Da perda de dinamismo ao caos econômico

Preâmbulo

A economia brasileira está de mal a pior. Tal entendimento é comungado por número crescente de profissionais da área em questão. Até mesmo economistas tradicionalmente inscritos na seara do liberalismo (L. Resende e A. Fraga, por exemplo) têm formulado questionamentos críticos à política econômica levada adiante a partir do governo Temer. Também vale assinalar que o entendimento em tela vem sendo verbalizado por analistas de outros aspectos da vida societária do país, bem como sentido/manifesto por parcela considerável da população, dados a falta de emprego, o baixo salário, a elevação do custo de vida, a perda de direitos sociais e trabalhistas (…) – e mais recentemente inclusive por grandes empresários atuantes no país. Por outro lado, é trivial, há os economistas fundamentalistas (especialmente, vide S. Pessoa e G. Franco) e os jornalistas formados segundo essa visão de mundo, a do liberalismo econômico, que apesar da tragédia dos últimos anos continuam defendendo mais do mesmo. De outra forma: esses arautos do caos e da iniquidade social tanto se escusam de assumir que são as suas receitas que produzem o atual cenário de estiolamento societário como propõem jogar ainda mais lenha na fogueira da gravosa e ampla crise em curso da qual a condução da economia é parte crucial.

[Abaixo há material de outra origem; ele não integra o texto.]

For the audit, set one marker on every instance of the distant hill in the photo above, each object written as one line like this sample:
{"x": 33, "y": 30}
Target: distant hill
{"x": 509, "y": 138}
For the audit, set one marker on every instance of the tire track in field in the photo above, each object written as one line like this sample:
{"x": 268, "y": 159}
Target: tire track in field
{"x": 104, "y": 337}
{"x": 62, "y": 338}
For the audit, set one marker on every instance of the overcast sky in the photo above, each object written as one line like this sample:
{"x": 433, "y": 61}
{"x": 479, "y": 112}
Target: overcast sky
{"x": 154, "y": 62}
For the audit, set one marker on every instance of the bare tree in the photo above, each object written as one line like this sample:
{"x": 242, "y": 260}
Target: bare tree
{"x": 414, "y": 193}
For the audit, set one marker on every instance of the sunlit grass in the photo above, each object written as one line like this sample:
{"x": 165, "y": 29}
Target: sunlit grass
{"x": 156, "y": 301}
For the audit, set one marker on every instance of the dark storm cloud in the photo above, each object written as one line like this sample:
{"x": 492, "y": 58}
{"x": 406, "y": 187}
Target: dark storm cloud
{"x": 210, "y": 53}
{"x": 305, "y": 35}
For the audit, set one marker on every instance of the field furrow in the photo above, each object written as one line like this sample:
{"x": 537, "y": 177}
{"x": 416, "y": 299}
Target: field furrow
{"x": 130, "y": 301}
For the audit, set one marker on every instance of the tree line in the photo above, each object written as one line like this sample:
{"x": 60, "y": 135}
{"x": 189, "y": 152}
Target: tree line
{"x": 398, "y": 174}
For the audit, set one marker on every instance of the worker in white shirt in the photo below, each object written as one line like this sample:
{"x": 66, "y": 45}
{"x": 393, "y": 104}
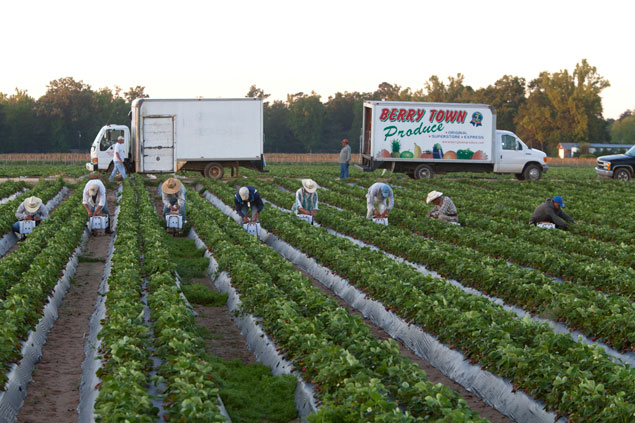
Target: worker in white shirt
{"x": 379, "y": 200}
{"x": 94, "y": 199}
{"x": 31, "y": 208}
{"x": 117, "y": 159}
{"x": 173, "y": 197}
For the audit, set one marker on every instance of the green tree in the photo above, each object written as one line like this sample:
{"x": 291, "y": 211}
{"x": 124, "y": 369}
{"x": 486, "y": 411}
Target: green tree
{"x": 563, "y": 107}
{"x": 306, "y": 120}
{"x": 623, "y": 129}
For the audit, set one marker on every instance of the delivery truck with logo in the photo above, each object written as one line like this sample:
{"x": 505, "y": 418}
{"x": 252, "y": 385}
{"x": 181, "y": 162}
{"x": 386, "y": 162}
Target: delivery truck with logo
{"x": 167, "y": 135}
{"x": 421, "y": 139}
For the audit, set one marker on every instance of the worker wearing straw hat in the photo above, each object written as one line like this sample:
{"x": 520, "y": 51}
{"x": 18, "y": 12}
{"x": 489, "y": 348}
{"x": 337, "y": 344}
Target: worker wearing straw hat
{"x": 306, "y": 201}
{"x": 173, "y": 196}
{"x": 444, "y": 208}
{"x": 94, "y": 199}
{"x": 247, "y": 198}
{"x": 379, "y": 200}
{"x": 31, "y": 208}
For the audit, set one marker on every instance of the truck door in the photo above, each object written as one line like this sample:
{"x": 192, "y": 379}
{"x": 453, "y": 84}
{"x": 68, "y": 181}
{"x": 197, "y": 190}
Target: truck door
{"x": 511, "y": 155}
{"x": 158, "y": 144}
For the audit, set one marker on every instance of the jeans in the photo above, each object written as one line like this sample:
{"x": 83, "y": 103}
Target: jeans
{"x": 118, "y": 166}
{"x": 166, "y": 210}
{"x": 343, "y": 170}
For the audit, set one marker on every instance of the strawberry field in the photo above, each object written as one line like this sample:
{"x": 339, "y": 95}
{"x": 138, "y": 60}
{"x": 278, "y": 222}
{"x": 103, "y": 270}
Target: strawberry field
{"x": 537, "y": 325}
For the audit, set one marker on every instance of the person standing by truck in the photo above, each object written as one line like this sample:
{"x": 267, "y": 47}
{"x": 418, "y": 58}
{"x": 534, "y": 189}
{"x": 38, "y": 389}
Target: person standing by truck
{"x": 379, "y": 200}
{"x": 444, "y": 208}
{"x": 345, "y": 159}
{"x": 245, "y": 199}
{"x": 306, "y": 199}
{"x": 551, "y": 212}
{"x": 173, "y": 197}
{"x": 117, "y": 160}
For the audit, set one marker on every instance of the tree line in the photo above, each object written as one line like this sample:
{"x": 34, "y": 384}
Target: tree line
{"x": 552, "y": 108}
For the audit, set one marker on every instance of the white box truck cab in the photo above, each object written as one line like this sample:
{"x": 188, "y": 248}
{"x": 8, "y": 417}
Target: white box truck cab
{"x": 421, "y": 139}
{"x": 168, "y": 135}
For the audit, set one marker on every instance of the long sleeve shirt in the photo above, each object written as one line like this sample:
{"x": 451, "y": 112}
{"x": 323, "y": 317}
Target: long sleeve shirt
{"x": 305, "y": 200}
{"x": 253, "y": 201}
{"x": 345, "y": 154}
{"x": 100, "y": 199}
{"x": 375, "y": 195}
{"x": 546, "y": 212}
{"x": 178, "y": 196}
{"x": 22, "y": 213}
{"x": 446, "y": 207}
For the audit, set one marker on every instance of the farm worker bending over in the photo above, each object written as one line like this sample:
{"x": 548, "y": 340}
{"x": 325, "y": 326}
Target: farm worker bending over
{"x": 247, "y": 198}
{"x": 380, "y": 200}
{"x": 94, "y": 199}
{"x": 306, "y": 198}
{"x": 30, "y": 209}
{"x": 173, "y": 196}
{"x": 551, "y": 211}
{"x": 117, "y": 159}
{"x": 444, "y": 209}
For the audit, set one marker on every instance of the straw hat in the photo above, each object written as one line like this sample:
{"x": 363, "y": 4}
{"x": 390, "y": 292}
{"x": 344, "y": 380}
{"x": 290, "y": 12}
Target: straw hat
{"x": 93, "y": 189}
{"x": 244, "y": 193}
{"x": 309, "y": 185}
{"x": 433, "y": 195}
{"x": 171, "y": 186}
{"x": 32, "y": 204}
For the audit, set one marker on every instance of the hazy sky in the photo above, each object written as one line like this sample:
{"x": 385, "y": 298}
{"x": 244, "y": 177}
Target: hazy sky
{"x": 187, "y": 48}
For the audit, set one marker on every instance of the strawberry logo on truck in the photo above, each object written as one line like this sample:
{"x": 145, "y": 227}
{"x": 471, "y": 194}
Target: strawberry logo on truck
{"x": 437, "y": 119}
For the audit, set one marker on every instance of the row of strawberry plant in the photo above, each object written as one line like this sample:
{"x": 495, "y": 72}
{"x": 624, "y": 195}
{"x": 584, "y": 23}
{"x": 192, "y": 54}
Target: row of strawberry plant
{"x": 191, "y": 393}
{"x": 600, "y": 275}
{"x": 575, "y": 379}
{"x": 22, "y": 308}
{"x": 14, "y": 264}
{"x": 124, "y": 351}
{"x": 45, "y": 190}
{"x": 506, "y": 201}
{"x": 357, "y": 376}
{"x": 608, "y": 319}
{"x": 9, "y": 188}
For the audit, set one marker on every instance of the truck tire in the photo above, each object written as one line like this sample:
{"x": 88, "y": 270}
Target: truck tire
{"x": 424, "y": 171}
{"x": 622, "y": 174}
{"x": 532, "y": 172}
{"x": 214, "y": 170}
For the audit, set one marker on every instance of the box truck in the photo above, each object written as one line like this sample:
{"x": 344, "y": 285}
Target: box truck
{"x": 167, "y": 135}
{"x": 421, "y": 139}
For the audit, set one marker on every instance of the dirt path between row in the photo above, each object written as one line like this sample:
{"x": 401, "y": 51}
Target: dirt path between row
{"x": 53, "y": 394}
{"x": 226, "y": 341}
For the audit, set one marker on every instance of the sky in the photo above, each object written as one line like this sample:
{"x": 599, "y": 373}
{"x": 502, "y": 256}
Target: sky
{"x": 187, "y": 48}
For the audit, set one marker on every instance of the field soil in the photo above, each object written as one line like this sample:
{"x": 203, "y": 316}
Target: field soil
{"x": 53, "y": 394}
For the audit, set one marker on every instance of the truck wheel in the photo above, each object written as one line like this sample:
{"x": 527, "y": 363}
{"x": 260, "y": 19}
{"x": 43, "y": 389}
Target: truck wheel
{"x": 532, "y": 172}
{"x": 214, "y": 170}
{"x": 622, "y": 175}
{"x": 424, "y": 171}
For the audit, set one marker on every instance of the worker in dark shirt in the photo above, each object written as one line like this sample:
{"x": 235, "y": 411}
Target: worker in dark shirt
{"x": 247, "y": 198}
{"x": 551, "y": 211}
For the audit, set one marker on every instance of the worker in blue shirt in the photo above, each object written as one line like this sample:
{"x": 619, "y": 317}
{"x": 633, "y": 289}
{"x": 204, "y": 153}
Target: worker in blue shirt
{"x": 247, "y": 198}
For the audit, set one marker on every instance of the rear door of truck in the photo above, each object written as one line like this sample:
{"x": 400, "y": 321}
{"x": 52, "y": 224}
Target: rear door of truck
{"x": 158, "y": 143}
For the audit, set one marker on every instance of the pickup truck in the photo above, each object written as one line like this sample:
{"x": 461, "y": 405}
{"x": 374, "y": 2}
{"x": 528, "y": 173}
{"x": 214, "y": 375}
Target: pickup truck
{"x": 617, "y": 166}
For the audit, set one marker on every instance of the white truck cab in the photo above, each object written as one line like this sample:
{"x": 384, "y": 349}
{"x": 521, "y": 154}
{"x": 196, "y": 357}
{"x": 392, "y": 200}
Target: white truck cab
{"x": 514, "y": 156}
{"x": 102, "y": 150}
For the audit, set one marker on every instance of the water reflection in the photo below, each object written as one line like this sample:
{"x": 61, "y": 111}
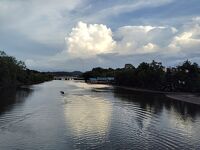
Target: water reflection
{"x": 10, "y": 96}
{"x": 88, "y": 118}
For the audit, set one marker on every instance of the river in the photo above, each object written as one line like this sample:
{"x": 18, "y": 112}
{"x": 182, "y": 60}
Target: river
{"x": 94, "y": 117}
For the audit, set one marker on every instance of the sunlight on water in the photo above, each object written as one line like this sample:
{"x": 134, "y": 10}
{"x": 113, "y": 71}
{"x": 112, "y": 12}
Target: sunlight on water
{"x": 88, "y": 116}
{"x": 94, "y": 116}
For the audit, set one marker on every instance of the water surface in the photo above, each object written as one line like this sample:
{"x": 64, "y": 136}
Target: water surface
{"x": 94, "y": 117}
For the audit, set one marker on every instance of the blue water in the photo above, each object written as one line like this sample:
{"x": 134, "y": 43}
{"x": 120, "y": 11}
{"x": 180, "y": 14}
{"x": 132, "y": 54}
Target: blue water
{"x": 94, "y": 117}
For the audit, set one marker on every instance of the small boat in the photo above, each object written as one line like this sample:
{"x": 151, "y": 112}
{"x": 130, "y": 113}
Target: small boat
{"x": 62, "y": 92}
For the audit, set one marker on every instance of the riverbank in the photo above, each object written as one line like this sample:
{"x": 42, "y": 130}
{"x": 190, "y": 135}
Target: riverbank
{"x": 192, "y": 98}
{"x": 185, "y": 97}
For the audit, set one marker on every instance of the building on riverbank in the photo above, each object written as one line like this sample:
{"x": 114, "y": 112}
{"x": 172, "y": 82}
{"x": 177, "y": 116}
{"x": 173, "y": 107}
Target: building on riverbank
{"x": 101, "y": 80}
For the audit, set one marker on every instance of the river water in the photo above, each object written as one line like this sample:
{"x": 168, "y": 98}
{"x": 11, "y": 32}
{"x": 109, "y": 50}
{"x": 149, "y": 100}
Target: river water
{"x": 94, "y": 117}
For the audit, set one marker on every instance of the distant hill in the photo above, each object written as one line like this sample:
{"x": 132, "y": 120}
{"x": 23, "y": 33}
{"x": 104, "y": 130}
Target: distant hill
{"x": 63, "y": 73}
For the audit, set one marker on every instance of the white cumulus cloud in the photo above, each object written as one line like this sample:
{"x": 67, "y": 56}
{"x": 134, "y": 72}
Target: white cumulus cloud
{"x": 87, "y": 40}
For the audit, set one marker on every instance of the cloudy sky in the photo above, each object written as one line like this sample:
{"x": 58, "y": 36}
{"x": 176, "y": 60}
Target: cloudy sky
{"x": 55, "y": 35}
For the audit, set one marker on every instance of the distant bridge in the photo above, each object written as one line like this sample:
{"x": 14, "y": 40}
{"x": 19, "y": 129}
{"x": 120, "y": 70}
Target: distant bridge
{"x": 67, "y": 78}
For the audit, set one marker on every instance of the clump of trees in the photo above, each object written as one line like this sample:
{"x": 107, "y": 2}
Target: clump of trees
{"x": 15, "y": 73}
{"x": 185, "y": 77}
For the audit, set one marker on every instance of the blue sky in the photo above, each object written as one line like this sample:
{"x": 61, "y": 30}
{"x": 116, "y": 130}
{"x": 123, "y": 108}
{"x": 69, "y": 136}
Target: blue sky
{"x": 55, "y": 35}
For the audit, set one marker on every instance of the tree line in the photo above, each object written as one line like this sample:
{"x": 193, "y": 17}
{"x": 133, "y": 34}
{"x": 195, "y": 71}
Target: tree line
{"x": 15, "y": 73}
{"x": 154, "y": 76}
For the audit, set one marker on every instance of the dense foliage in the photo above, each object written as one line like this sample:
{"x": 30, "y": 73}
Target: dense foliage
{"x": 15, "y": 73}
{"x": 154, "y": 75}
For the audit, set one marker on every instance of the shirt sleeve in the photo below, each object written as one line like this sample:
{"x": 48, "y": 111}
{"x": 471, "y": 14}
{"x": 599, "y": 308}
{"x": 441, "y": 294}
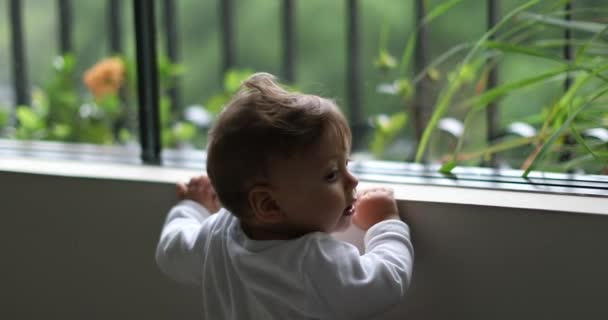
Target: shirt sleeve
{"x": 353, "y": 286}
{"x": 180, "y": 249}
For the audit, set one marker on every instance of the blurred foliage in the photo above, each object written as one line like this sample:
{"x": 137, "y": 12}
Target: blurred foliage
{"x": 527, "y": 31}
{"x": 103, "y": 115}
{"x": 527, "y": 47}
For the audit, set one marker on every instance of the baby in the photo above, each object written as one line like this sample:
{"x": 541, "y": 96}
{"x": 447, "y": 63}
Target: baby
{"x": 277, "y": 164}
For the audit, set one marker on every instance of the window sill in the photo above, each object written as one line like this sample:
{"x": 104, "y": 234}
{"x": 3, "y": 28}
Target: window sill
{"x": 411, "y": 182}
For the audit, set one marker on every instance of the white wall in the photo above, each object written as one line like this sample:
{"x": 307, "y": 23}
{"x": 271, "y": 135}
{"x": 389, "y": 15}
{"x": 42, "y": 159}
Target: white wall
{"x": 78, "y": 248}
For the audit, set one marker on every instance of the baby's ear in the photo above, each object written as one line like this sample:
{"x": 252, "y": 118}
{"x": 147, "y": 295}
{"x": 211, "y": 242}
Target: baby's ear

Para o exame de tal “démarche”, sublinhe-se que consideraremos como ponto de partida o primeiro mandato da ex-presidente Dilma Rousseff por duas razões*: de um lado, porque foi a partir dali que a economia brasileira começou a apresentar indícios de perda de dinamismo em si e principalmente face o governo imediatamente precedente e, de outro, porque mesmo com problemas tal período/governo permite mostrar o quanto a situação posterior foi degradada com a adoção das políticas orientadas pela radicalização da receita neoliberal. Por fim, após a exposição de alguns dados estatísticos selecionados e de sucintos comentários apresentaremos uma visão sintética das principais conclusões a tirar da trajetória da economia brasileira do período de tempo ora recortado. Dois adendos: a) ao final do artigo constam algumas notas explicativas acerca de indicadores nele utilizados; e, b) os dados utilizados neste artigo foram extraídos do IPEAData, da Fundação IBGE e do Jornal Valor Econômico.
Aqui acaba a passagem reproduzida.